In [Fe–Fe] hydrogenase mimic systems the ene-1,2-dithiolene ligands play an important role in the stabilisation of the redox-active metal center. This is demonstrated by the benzenedithiolene (bdt) analogue, featuring six terminal carbonyl ligands connected to a di-iron metal center, i.e. [Fe₂(bdt)(CO)₆]. Here we present a combined experimental and theoretical study that elucidates key intermediates [Fe₂(bdt)(CO)₆]¹⁻ and [Fe₂(bdt)(μ-CO)(CO)₅]²⁻ in the electrocatalytic production of dihydrogen.
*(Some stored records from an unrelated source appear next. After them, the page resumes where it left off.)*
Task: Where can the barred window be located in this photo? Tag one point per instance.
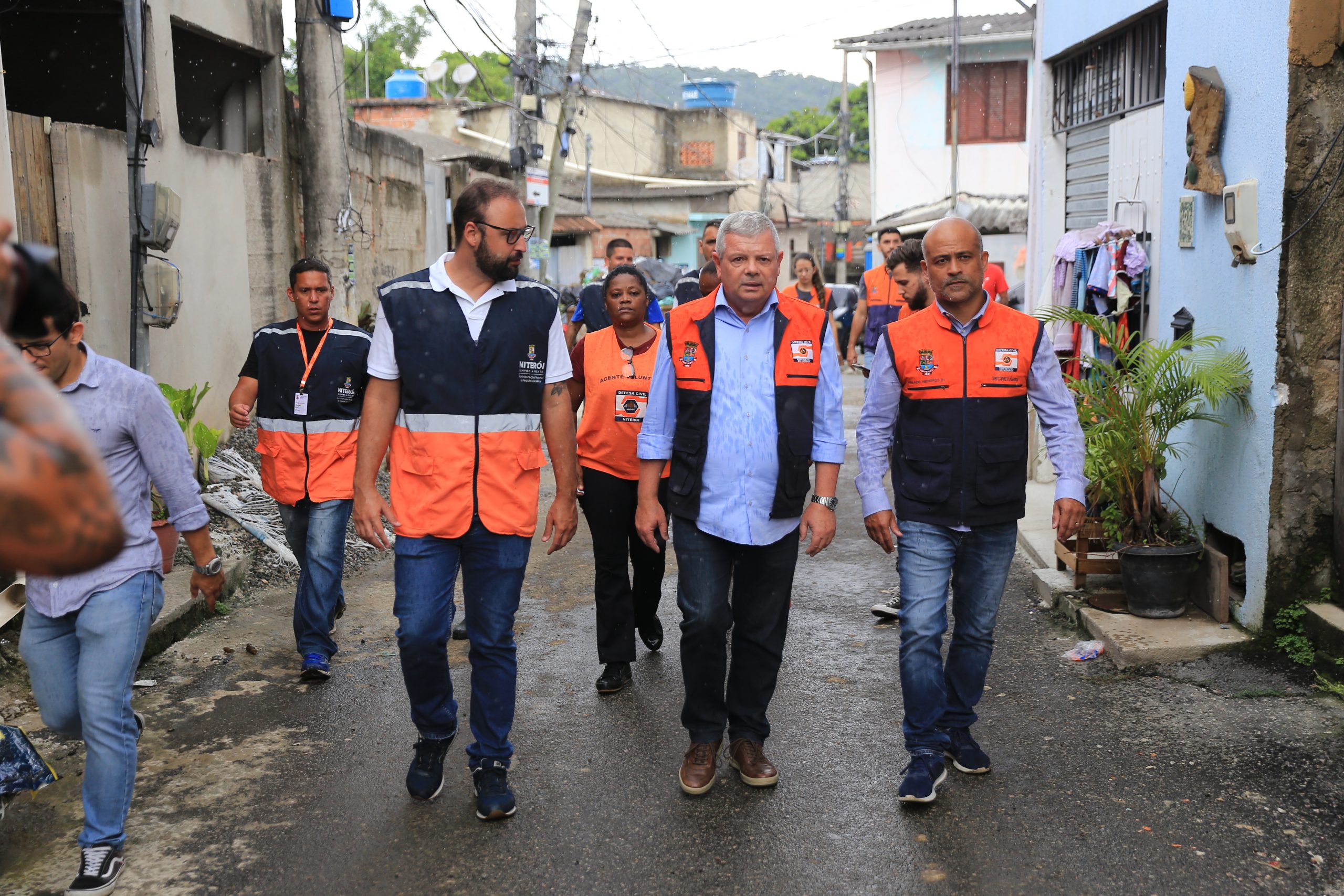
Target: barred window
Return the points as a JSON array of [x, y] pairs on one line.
[[1116, 75]]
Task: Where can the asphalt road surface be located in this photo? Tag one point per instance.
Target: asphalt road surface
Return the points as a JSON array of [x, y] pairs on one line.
[[1220, 777]]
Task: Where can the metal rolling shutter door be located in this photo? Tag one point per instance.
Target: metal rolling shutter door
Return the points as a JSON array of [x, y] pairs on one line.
[[1086, 168]]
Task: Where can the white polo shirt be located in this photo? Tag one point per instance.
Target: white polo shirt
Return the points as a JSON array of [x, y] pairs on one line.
[[382, 358]]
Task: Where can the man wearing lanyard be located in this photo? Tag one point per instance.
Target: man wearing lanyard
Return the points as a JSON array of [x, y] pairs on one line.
[[307, 379], [743, 400], [951, 385], [879, 304]]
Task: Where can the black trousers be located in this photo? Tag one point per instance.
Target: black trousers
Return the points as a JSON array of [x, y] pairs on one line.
[[609, 504], [759, 614]]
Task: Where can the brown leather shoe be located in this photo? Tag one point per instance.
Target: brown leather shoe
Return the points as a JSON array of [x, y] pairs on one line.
[[699, 767], [748, 757]]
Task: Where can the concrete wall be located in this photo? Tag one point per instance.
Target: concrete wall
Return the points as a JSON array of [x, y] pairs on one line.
[[238, 233], [916, 163]]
A DFT study shows that [Fe₂(bdt)(CO)₆]¹⁻ is the kinetic product after the first one electron reduction, while the previously proposed bridging intermediate species [Fe₂(bdt)(μ-CO)(CO)₅]¹⁻ is kinetically inaccessible. The doubly reduced species [Fe₂(bdt)(μ-CO)(CO)₅]²⁻ was for the first time structurally characterized using EXAFS. XANES analysis confirms the existence of reduced iron zero species and confirms the distorted geometry that was suggested by the DFT calculations. Combining IR, UV-vis and XAS spectroscopic results with TD-DFT and FEFF calculations enabled us to assign the key-intermediate [Fe₂(bdt)(CO)₆]²⁻. This study emphasizes the strengths of combining computational chemistry with advanced spectroscopy techniques.